I spent a week in that part of Texas in 1986 when Halleys Comet paid its
last visit. I went to Big Bend NP because I figured it would be one of the
darkest places in the country to see it (because you had to go that far south to
even see it). I hiked to the top of the Chisos Mountains and sat at the edge
of the 1000 foot cliff and waited, and waited...it wasn't until I noticed
that what looked like a 15 watt light bulb in a refrigerator rising straight up
into the sky from the due south that it was going to be a bust.
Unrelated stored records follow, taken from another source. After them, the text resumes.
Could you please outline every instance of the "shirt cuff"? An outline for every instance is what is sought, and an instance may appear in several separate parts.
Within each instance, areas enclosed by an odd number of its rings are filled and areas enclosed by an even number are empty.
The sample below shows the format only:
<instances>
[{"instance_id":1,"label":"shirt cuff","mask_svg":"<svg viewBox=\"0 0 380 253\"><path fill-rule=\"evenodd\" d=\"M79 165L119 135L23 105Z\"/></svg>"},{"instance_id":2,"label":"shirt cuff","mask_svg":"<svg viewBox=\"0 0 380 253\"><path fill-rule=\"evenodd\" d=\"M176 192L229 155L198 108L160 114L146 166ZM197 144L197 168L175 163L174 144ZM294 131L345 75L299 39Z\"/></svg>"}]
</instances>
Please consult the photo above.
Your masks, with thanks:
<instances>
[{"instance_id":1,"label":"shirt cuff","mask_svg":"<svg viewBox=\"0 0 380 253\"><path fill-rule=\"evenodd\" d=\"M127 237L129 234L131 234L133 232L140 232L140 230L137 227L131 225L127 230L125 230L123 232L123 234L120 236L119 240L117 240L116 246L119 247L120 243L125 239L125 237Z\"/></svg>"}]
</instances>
I ended up
spending several days in Guadalupe NP and I climbed both Guadalupe Peak and
hiked McKittrick Canyon...the thing that resonated with me the most was all the
species of trees that are found there as glacial remnants and in many cases
more than a thousand miles out of their modern range. You wrote an
exceptional report on a unique part of the country. The white pine trees in the
Guadalupe Mountains were nuked by major forest fires a few years ago.

Russ


== 2 of 2 ==
Date: Wed, Apr 30 2008 10:21 am
From: "Edward Frank"


Russ,

I enjoyed hikes tat McKittrick Canyon numerous times, but haven't made it to Big Bend yet. I posted to try to expand the "range" of areas being discussed in the list. I thought the glacial remnant populations were an unusual subject to be broached on the list, but this is actually the first response to the McKittrick Canyon post. If you hear anymore about the Webster Sycamore live/dead status let us all know.